An a AVL tree is a binary tree where each node stores its own *height* (the length of the longest path from that node to an external node).

An AVL tree has the *height-balance property*: for every internal node \(v\), the heights of the children of \(v\) differ by at most 1.

The height of an AVL tree with \(n\) entries is \(O(\log n)\). This is straightforward to prove using the following definition giving the minimum number of nodes in a tree of height \(h\).

\[n(h) = \begin{cases} 1 & h = 1 \\ 2 & h = 2 \\ 1 + n(h-1) + n(h - 2) & \text{otherwise} \\ \end{cases}\]

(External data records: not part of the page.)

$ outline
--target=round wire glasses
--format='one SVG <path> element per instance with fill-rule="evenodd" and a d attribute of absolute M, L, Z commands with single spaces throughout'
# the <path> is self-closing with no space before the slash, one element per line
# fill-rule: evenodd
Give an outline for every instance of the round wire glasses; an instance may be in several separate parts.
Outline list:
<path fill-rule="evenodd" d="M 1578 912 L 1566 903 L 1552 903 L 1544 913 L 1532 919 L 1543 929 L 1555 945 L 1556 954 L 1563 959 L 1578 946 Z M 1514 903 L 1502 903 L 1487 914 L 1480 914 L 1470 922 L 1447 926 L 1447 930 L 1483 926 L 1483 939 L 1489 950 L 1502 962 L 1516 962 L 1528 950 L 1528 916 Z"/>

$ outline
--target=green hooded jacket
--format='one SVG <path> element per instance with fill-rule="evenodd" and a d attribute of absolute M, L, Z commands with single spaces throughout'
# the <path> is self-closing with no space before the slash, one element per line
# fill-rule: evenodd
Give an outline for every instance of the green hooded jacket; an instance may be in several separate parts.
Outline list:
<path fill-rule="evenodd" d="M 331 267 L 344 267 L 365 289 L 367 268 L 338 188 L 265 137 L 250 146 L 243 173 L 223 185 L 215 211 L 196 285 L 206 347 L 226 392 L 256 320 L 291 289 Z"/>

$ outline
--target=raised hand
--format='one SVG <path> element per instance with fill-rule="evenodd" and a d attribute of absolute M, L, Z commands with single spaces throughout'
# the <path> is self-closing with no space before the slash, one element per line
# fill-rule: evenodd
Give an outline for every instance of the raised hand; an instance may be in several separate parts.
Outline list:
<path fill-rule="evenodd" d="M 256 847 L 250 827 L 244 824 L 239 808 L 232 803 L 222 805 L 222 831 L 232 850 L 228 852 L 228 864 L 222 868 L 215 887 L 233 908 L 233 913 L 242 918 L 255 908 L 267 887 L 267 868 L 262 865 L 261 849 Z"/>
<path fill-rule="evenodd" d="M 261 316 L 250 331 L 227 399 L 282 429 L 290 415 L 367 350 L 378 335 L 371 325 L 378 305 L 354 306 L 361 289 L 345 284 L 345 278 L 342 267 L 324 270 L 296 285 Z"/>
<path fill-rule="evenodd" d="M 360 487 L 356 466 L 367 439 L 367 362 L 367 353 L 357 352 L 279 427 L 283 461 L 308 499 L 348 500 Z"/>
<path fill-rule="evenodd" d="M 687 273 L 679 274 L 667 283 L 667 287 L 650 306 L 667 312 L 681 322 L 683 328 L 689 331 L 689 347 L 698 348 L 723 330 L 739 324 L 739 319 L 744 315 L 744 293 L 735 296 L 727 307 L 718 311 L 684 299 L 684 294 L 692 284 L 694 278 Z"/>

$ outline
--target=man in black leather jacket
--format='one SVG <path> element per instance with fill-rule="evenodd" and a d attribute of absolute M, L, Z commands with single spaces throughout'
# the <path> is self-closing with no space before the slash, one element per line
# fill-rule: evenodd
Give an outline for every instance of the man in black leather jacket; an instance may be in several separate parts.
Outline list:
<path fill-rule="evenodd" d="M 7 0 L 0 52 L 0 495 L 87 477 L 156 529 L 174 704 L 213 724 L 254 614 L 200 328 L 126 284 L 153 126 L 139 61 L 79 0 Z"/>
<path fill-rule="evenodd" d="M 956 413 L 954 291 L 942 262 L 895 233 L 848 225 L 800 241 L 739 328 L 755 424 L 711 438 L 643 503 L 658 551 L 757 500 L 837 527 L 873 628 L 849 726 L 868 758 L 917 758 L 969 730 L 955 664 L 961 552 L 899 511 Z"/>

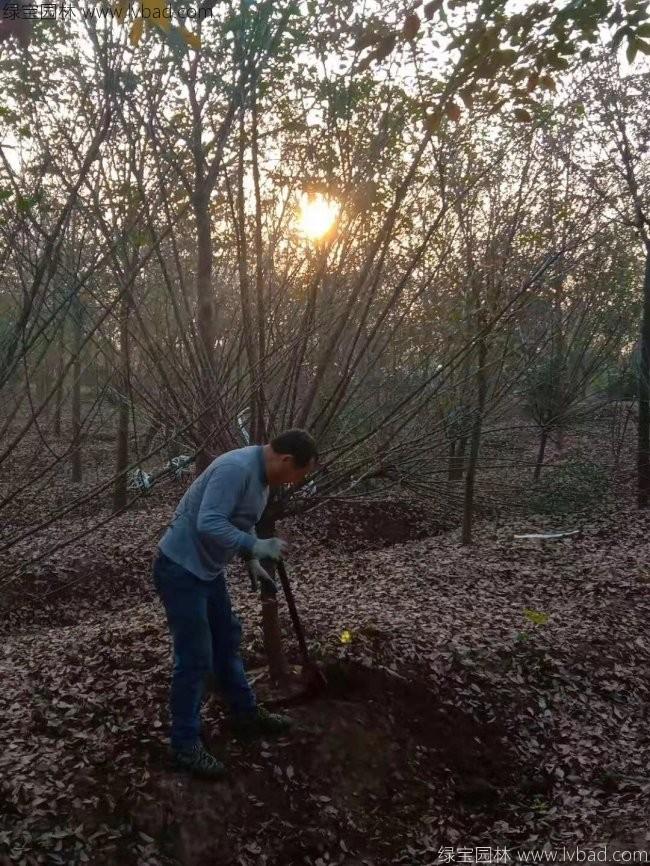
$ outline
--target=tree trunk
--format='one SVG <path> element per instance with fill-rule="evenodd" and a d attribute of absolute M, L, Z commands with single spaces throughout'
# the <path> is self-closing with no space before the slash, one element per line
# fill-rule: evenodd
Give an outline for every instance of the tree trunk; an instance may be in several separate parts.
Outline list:
<path fill-rule="evenodd" d="M 255 192 L 255 295 L 257 304 L 257 358 L 256 370 L 257 395 L 255 405 L 257 406 L 257 420 L 251 425 L 251 437 L 253 442 L 263 443 L 267 439 L 264 387 L 266 384 L 266 303 L 264 298 L 264 243 L 262 240 L 262 193 L 260 191 L 260 168 L 259 168 L 259 141 L 258 141 L 258 112 L 257 112 L 257 82 L 252 87 L 252 126 L 251 126 L 251 156 L 253 168 L 253 190 Z"/>
<path fill-rule="evenodd" d="M 38 403 L 39 406 L 45 403 L 45 408 L 42 412 L 44 427 L 50 426 L 50 403 L 46 402 L 51 388 L 49 355 L 50 352 L 48 350 L 41 362 L 41 369 L 38 377 Z"/>
<path fill-rule="evenodd" d="M 65 347 L 65 321 L 61 322 L 59 328 L 59 340 L 57 346 L 57 362 L 56 362 L 56 402 L 54 404 L 54 435 L 61 435 L 61 410 L 63 408 L 63 385 L 64 385 L 64 370 L 65 362 L 63 359 L 63 351 Z"/>
<path fill-rule="evenodd" d="M 650 243 L 646 243 L 639 363 L 638 505 L 650 502 Z"/>
<path fill-rule="evenodd" d="M 483 330 L 484 322 L 479 316 L 478 329 Z M 483 411 L 487 395 L 487 378 L 485 375 L 485 362 L 487 358 L 487 346 L 485 339 L 478 342 L 478 367 L 476 370 L 477 405 L 476 414 L 472 423 L 470 440 L 469 460 L 467 461 L 467 474 L 465 476 L 465 500 L 463 503 L 463 534 L 462 543 L 471 544 L 472 541 L 472 519 L 474 516 L 474 482 L 476 479 L 476 464 L 481 447 L 481 428 L 483 425 Z"/>
<path fill-rule="evenodd" d="M 259 398 L 259 369 L 257 364 L 257 343 L 253 329 L 253 310 L 250 296 L 250 279 L 248 273 L 248 244 L 246 241 L 246 194 L 244 181 L 246 175 L 246 132 L 244 128 L 244 108 L 239 113 L 239 164 L 237 171 L 237 219 L 239 231 L 237 232 L 237 259 L 239 269 L 239 294 L 241 298 L 242 329 L 244 348 L 248 360 L 248 368 L 251 375 L 250 402 L 250 441 L 251 444 L 258 442 L 258 428 L 260 419 Z"/>
<path fill-rule="evenodd" d="M 215 328 L 214 296 L 212 292 L 212 225 L 210 222 L 210 192 L 201 186 L 194 195 L 194 217 L 197 229 L 197 275 L 196 298 L 199 338 L 201 340 L 201 383 L 199 393 L 203 405 L 208 409 L 214 401 L 214 347 L 217 340 Z M 203 472 L 212 460 L 211 444 L 215 429 L 214 414 L 204 412 L 198 423 L 201 447 L 196 458 L 197 474 Z"/>
<path fill-rule="evenodd" d="M 74 325 L 74 364 L 72 365 L 72 480 L 83 480 L 81 461 L 81 344 L 83 341 L 82 306 L 75 304 Z"/>
<path fill-rule="evenodd" d="M 449 446 L 449 471 L 447 473 L 447 477 L 449 481 L 453 481 L 458 476 L 456 475 L 456 443 L 457 439 L 454 439 L 451 445 Z"/>
<path fill-rule="evenodd" d="M 564 334 L 564 322 L 563 322 L 563 311 L 562 306 L 564 304 L 564 282 L 559 280 L 555 285 L 555 290 L 553 292 L 553 357 L 560 358 L 562 363 L 559 366 L 559 378 L 557 382 L 553 383 L 553 388 L 559 393 L 560 403 L 562 407 L 565 406 L 565 395 L 567 393 L 567 382 L 566 378 L 568 375 L 567 371 L 567 346 L 566 346 L 566 337 Z M 586 377 L 585 377 L 586 382 Z M 555 428 L 555 444 L 558 451 L 562 451 L 564 447 L 564 411 L 560 413 L 560 415 L 555 419 L 556 428 Z M 546 439 L 544 441 L 544 447 L 546 447 Z M 541 464 L 544 459 L 544 455 L 542 454 L 541 459 L 538 460 L 539 471 L 541 472 Z M 537 466 L 535 467 L 535 471 L 537 472 Z M 539 478 L 539 473 L 536 474 L 535 480 L 537 481 Z"/>
<path fill-rule="evenodd" d="M 126 469 L 129 465 L 129 293 L 120 303 L 120 392 L 122 400 L 117 416 L 117 450 L 115 454 L 115 487 L 113 510 L 119 511 L 127 503 Z"/>
<path fill-rule="evenodd" d="M 275 520 L 265 515 L 257 525 L 259 538 L 272 538 L 275 534 Z M 275 564 L 271 560 L 262 562 L 271 577 L 275 577 Z M 278 601 L 273 593 L 261 591 L 262 597 L 262 631 L 264 635 L 264 650 L 269 663 L 269 675 L 276 683 L 286 680 L 289 668 L 282 649 L 282 629 L 278 615 Z"/>
<path fill-rule="evenodd" d="M 449 452 L 449 480 L 459 481 L 463 477 L 465 469 L 465 451 L 467 449 L 467 436 L 455 439 Z"/>
<path fill-rule="evenodd" d="M 461 436 L 454 442 L 453 452 L 449 458 L 449 480 L 459 481 L 465 470 L 465 451 L 467 450 L 467 436 Z"/>
<path fill-rule="evenodd" d="M 623 410 L 619 409 L 618 405 L 619 404 L 617 404 L 616 415 L 620 417 Z M 625 439 L 627 436 L 627 427 L 628 427 L 628 424 L 630 422 L 630 416 L 632 415 L 632 407 L 633 407 L 633 404 L 630 403 L 629 406 L 627 406 L 627 408 L 625 409 L 625 420 L 622 422 L 622 427 L 620 426 L 620 421 L 618 421 L 617 418 L 615 418 L 615 421 L 614 421 L 614 430 L 612 431 L 612 440 L 614 442 L 614 472 L 618 472 L 620 469 L 621 449 L 623 448 L 623 445 L 625 444 Z M 617 435 L 617 431 L 619 430 L 619 428 L 620 428 L 620 433 L 618 433 L 618 435 Z"/>
<path fill-rule="evenodd" d="M 458 443 L 458 453 L 456 455 L 458 459 L 458 477 L 463 477 L 463 472 L 465 471 L 465 452 L 467 451 L 467 436 L 461 436 L 460 442 Z"/>
<path fill-rule="evenodd" d="M 533 481 L 539 481 L 539 476 L 542 474 L 542 466 L 544 465 L 544 454 L 546 453 L 546 443 L 548 441 L 548 430 L 542 427 L 542 435 L 539 439 L 539 451 L 537 452 L 537 462 L 535 463 L 535 471 L 533 472 Z"/>

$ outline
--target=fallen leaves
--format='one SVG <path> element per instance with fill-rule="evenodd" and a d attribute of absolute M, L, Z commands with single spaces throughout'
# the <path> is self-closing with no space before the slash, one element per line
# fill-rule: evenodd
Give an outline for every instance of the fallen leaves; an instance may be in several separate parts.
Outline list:
<path fill-rule="evenodd" d="M 287 522 L 308 641 L 351 679 L 296 710 L 315 733 L 225 744 L 233 784 L 206 797 L 165 763 L 171 658 L 148 568 L 167 511 L 149 510 L 148 524 L 125 515 L 91 550 L 57 557 L 54 577 L 30 580 L 91 578 L 45 614 L 26 599 L 5 629 L 0 859 L 172 866 L 214 860 L 213 844 L 224 866 L 410 866 L 442 844 L 561 846 L 613 825 L 639 835 L 642 514 L 618 503 L 580 538 L 544 547 L 514 543 L 537 528 L 515 519 L 479 524 L 461 547 L 437 515 L 396 500 Z M 245 655 L 259 658 L 258 602 L 239 566 L 230 585 Z M 284 608 L 282 619 L 297 660 Z M 210 733 L 222 716 L 210 699 Z"/>

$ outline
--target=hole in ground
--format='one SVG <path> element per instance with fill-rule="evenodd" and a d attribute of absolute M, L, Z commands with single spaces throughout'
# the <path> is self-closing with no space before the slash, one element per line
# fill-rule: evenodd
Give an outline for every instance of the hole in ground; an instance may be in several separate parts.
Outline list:
<path fill-rule="evenodd" d="M 388 720 L 390 731 L 405 748 L 428 750 L 426 768 L 438 784 L 449 784 L 456 796 L 489 804 L 516 784 L 520 768 L 509 751 L 507 734 L 496 722 L 476 719 L 459 706 L 449 706 L 449 692 L 434 691 L 424 680 L 405 680 L 380 669 L 350 662 L 324 668 L 330 699 L 365 704 Z"/>
<path fill-rule="evenodd" d="M 185 866 L 211 857 L 228 866 L 257 848 L 269 866 L 346 849 L 389 863 L 423 835 L 453 844 L 446 827 L 485 837 L 524 805 L 524 768 L 505 731 L 449 706 L 451 685 L 436 691 L 350 662 L 325 673 L 327 691 L 291 710 L 291 736 L 238 745 L 208 733 L 227 783 L 170 785 L 169 773 L 154 773 L 156 802 L 173 800 L 174 829 L 164 839 L 146 822 L 140 829 Z"/>

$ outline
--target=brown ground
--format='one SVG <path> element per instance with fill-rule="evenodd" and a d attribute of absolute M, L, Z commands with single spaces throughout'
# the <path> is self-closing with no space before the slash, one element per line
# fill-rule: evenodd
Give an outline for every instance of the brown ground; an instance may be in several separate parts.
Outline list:
<path fill-rule="evenodd" d="M 294 735 L 248 746 L 210 695 L 206 741 L 229 778 L 207 783 L 166 750 L 149 567 L 176 495 L 4 596 L 3 866 L 425 866 L 443 846 L 650 845 L 650 542 L 628 500 L 546 545 L 513 541 L 544 521 L 511 515 L 463 548 L 439 515 L 426 533 L 426 511 L 395 500 L 284 527 L 330 687 L 290 710 Z M 230 583 L 253 670 L 259 601 L 239 568 Z M 284 608 L 282 622 L 296 663 Z"/>

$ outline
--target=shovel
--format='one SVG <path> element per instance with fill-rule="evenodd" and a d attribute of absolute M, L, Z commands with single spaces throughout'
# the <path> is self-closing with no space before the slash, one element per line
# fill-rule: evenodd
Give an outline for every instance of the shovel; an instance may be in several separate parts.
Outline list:
<path fill-rule="evenodd" d="M 287 575 L 284 560 L 278 560 L 276 566 L 278 574 L 280 575 L 280 583 L 282 584 L 284 596 L 287 600 L 291 622 L 293 623 L 293 628 L 296 632 L 296 637 L 298 638 L 298 646 L 300 647 L 300 656 L 302 658 L 302 681 L 305 687 L 305 695 L 317 695 L 327 688 L 327 679 L 316 662 L 309 657 L 309 650 L 307 649 L 307 642 L 305 641 L 305 633 L 302 630 L 302 624 L 300 622 L 300 617 L 298 616 L 298 608 L 296 607 L 293 592 L 289 584 L 289 577 Z"/>

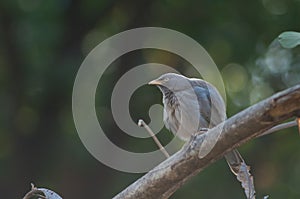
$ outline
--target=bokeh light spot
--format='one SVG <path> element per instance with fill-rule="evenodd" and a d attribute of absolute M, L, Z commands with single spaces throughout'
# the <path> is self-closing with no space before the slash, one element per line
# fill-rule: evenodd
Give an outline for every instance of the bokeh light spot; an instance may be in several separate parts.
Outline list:
<path fill-rule="evenodd" d="M 248 74 L 243 66 L 230 63 L 222 70 L 222 76 L 225 81 L 228 92 L 239 92 L 243 90 L 248 82 Z"/>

A splay tree is an ordinary binary search tree with a “splay” operation that rotates a value to the root.

Search for \(k\): Search for \(k\) normally. If found, splay on the value \(k\).

Split at \(k\): splay on the value \(k\). The resulting tree will have all \(x\le k\) in the left subtree and all \(x\gt k\) in the right.

Join \(S\) and \(T\) where \(s\le t\) for all \(s\) in \(S\) and \(t\) in \(T\). Splay on the maximum value in \(S\). The resulting tree will have no right subtree at the root. Place \(T\) there.

Insert: Insert \(k\) normally, then splay on the value \(k\).

Delete: Splay the value \(k\). If \(k\) is at the root, join the two subtrees.

Strong formulations of the Map, Set, Multi-map, and Multi-set data structures are all directly derivable from the Balanced Binary Search Tree.